Ma veniamo alla vicenda in sé, l'Ilva da quando esiste é sempre stata una fabbrica di morte, dispensatrice di veleni di ogni tipo, barattati al mercato delle "opportunità" con posti di lavoro ben retribuiti. Alla luce di recenti analisi, diventate di pubblico dominio é pero emerso che i cittadini di Taranto (anche quelli che all'Ilva non hanno mai lavorato) pisciano piombo e pure un pò di cromo, tutte sostanze altamente cancerogene al di là di ogni ragionevole dubbio.... Posta di fronte a dati così allarmanti, la magistratura non ha potuto fare altro che ventilare il sequestro dello stabilimento, che sta trovando una prima esecuzione proprio in queste ore. Gli operai, sotto la bandiera dei sindacati di Fim, Fiom e Uilm hanno indetto uno sciopero immediato, sono scesi in presidio di fronte all impianto ed hanno occupato la statale per difendere il proprio posto di lavoro, acquistato fin dall'inizio al caro prezzo di un tumore. Quali sono i diritti ed i doveri, in una società che ha ormai perso ogni coordinata, dove l'uomo é stato educato ad amare il denaro più della vita stessa, fino al punto da considerare etico sacrificare la propria famiglia dentro ad un reparto di oncologia, pur di riuscire a mantenerla dignitosamente"? Occorre privilegiare i diritti dei cittadini di Taranto che pur non lavorando all'Ilva pisciano piombo e sono a grave rischio di contrarre una qualche forma tumorale? Oppurre sarebbe preferibile anteporre i diritti dei lavoratori dell'Ilva, che pisciano piombo in maniera ben più copiosa degli altri, ma sono disposti a fregarsene, purchè alla fine mese continui ad arrivare uno stipendio? In uno stato serio e in un mondo che non girasse all'incontrario, l'Ilva sicuramente non esisterebbe più da tempo, ma in compenso sarebbe esistito un governo a farsi carico di coniugare l'esigenza occupazionale con quella di mantenere in vita i cittadini. Nel mondo che gira all'incontrario invece, chi tenta di tutelare la salute della popolazione diventa un nemico, chi accumula profitti miliardari facendo ammalare la gente un benefattore ed i sindacati chiamano i lavoratori in piazza e li portano ad occupare le strade, solamente quando si tratta di difendere gli interessi del "padrone", scientemente dissimulati dietro ai salari barattati con il tumore. E si celebra la lotta di casse, da morto. 
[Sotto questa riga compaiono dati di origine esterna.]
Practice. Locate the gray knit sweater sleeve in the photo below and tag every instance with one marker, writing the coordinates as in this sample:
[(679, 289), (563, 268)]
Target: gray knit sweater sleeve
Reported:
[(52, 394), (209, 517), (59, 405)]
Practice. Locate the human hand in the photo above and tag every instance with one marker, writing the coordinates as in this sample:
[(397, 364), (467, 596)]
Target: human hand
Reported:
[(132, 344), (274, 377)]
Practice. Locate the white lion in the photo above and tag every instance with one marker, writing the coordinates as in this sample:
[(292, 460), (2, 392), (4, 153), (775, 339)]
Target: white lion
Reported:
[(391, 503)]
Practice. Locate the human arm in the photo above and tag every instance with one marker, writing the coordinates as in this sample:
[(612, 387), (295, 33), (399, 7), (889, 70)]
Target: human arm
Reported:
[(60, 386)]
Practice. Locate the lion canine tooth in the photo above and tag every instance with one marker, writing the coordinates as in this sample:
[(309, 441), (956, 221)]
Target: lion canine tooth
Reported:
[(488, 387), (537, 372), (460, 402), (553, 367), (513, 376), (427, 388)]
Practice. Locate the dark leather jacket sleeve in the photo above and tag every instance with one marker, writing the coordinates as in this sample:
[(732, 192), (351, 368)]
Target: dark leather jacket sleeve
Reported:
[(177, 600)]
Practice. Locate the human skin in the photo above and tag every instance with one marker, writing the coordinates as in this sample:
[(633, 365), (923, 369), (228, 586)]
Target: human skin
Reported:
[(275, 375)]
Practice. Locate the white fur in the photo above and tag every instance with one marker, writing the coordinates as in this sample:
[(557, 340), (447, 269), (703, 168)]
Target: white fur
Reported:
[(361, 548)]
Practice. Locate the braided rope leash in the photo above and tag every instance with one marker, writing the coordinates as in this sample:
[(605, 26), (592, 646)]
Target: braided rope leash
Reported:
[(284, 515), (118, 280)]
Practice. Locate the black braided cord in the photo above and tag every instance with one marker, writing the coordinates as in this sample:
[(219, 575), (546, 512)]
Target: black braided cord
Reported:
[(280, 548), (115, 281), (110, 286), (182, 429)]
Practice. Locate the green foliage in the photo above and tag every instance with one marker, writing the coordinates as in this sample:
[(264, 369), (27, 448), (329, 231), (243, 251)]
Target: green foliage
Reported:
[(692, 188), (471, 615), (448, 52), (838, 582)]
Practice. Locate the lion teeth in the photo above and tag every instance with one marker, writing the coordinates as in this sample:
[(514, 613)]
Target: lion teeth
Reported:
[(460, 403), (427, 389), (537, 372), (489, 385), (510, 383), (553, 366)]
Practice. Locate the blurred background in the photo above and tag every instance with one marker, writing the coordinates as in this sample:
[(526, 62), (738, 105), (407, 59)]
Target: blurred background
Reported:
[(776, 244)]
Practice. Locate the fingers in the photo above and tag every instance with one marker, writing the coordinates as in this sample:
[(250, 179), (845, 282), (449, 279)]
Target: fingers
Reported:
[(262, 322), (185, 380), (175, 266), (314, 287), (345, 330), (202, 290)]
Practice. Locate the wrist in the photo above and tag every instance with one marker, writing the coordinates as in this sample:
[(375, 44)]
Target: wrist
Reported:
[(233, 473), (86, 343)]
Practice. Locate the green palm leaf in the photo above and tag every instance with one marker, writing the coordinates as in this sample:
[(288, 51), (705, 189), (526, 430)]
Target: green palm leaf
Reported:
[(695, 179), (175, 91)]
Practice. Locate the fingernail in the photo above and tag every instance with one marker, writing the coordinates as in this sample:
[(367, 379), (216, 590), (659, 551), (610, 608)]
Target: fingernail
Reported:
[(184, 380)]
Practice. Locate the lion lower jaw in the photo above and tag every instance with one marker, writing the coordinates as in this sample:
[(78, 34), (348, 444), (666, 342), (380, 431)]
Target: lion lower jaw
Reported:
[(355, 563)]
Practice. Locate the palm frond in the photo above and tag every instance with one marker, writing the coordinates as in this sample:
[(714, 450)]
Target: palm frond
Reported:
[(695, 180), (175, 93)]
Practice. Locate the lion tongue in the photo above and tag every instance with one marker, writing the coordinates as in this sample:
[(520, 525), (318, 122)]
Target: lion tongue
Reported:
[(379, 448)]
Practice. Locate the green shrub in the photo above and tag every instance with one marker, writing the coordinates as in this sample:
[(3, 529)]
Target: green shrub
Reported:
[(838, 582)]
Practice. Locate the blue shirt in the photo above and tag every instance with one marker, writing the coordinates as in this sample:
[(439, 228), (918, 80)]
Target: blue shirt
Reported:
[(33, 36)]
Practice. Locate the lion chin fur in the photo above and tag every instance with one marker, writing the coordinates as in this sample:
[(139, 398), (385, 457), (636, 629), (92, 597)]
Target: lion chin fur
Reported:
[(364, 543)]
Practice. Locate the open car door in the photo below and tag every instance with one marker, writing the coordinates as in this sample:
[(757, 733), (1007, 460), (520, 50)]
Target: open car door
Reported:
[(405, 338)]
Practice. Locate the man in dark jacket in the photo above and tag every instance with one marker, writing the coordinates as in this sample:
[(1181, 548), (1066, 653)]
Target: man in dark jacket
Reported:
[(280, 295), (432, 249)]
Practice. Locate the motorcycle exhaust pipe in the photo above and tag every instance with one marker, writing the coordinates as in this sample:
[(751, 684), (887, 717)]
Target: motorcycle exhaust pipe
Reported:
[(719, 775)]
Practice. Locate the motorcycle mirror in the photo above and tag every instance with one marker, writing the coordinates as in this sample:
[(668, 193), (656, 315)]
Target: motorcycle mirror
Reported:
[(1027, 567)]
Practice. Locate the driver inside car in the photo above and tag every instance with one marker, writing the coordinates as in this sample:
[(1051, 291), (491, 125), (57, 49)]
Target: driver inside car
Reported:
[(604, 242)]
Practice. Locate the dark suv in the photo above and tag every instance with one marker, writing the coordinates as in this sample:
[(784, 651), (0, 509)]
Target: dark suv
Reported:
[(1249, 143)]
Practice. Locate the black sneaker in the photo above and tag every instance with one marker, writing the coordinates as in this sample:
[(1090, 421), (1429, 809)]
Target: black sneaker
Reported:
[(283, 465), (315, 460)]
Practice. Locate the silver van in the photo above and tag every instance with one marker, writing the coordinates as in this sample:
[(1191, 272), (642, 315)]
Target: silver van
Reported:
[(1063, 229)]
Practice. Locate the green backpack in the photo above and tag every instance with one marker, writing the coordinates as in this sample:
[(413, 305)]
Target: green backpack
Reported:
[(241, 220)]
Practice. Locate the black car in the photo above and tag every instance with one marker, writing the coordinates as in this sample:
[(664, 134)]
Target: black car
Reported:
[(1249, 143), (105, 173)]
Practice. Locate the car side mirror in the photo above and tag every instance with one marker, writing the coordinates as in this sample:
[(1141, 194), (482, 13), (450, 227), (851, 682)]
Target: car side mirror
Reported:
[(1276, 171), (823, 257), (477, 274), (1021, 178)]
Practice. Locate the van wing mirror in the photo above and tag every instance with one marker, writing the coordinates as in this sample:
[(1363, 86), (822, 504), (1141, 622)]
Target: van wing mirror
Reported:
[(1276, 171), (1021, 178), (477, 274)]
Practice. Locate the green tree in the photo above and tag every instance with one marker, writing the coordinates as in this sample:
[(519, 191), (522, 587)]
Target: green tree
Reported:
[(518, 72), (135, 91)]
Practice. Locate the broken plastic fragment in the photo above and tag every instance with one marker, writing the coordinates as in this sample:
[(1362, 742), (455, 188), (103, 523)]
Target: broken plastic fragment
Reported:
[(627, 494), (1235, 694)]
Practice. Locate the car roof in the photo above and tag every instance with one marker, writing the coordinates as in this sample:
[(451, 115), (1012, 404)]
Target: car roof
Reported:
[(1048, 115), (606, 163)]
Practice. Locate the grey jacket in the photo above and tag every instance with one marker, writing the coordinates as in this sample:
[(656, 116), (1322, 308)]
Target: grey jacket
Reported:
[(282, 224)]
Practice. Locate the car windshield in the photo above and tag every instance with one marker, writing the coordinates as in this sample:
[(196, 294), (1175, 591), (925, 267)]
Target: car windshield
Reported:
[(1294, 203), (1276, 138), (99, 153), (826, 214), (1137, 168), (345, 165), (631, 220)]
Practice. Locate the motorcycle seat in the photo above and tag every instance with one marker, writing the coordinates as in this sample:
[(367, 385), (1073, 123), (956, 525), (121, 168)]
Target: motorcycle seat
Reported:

Fonte: http://ilcorrosivo.blogspot.com/ http://marcocedolin.blogspot.com/ http://ariachetira.blogspot.com/

ASI precisa: la pubblicazione di un articolo e/o di un'intervista scritta o video in tutte le sezioni del giornale non significa necessariamente la condivisione parziale o integrale dei contenuti in esso espressi. Gli elaborati possono rappresentare pareri, interpretazioni e ricostruzioni storiche anche soggettive. Pertanto, le responsabilità delle dichiarazioni sono dell'autore e/o dell'intervistato che ci ha fornito il contenuto. L'intento della testata è quello di fare informazione a 360 gradi e di divulgare notizie di interesse pubblico. Naturalmente, sull'argomento trattato, il giornale ASI è a disposizione degli interessati e a pubblicare loro i comunicati o/e le repliche che ci invieranno. Infine, invitiamo i lettori ad approfondire sempre gli argomenti trattati, a consultare più fonti e lasciamo a ciascuno di loro la libertà d'interpretazione

 
L'onestà intellettuale crea dibattito e stimola nelle persone l'approfondimento. Chi sostiene l'informazione libera, sostiene il pluralismo e la libertà di pensiero. La nostra missione è fare informazione a 360 gradi.

Se credi ed apprezzi la linea editoriale di questo giornale hai la possibilità di sostenerlo concretamente.
 

 

 

Ultimi articoli

Una vita per la scena, ritratto di Dora Romano

(ASI) Tra i volti più intensi del cinema, del teatro e della televisione italiani, Dora Romano è oggi tra le protagoniste della fiction Imma Tataranni – Sostituto Procuratore, confermandosi ...

Anarchici fermati a Roma, Zoffili (Lega): "Tolleranza zero contro i complici dei terroristi, in arrivo nuova legge Antifa della Lega"

(ASI) Roma - "Oggi a Roma sono stati fermati dalle Forze dell’Ordine 91 manifestanti aderenti a movimenti anarchici, che nonostante il divieto della Questura volevano commemorare i due criminali morti ...

M.O.: Schlein (PD), solidarietà a Pizzaballa e Ielpo, Netanyahu viola diritti umani

(ASI)"A nome del Partito Democratico voglio esprimere tutta la nostra solidarietà al Cardinale Pizzaballa, a Padre Ielpo e a tutti i fedeli a cui le autorità israeliane hanno impedito ...

MotoGP: nella Sprint di Austin Martín vince all'ultimo respiro su Pecco secondo, seguito da Acosta.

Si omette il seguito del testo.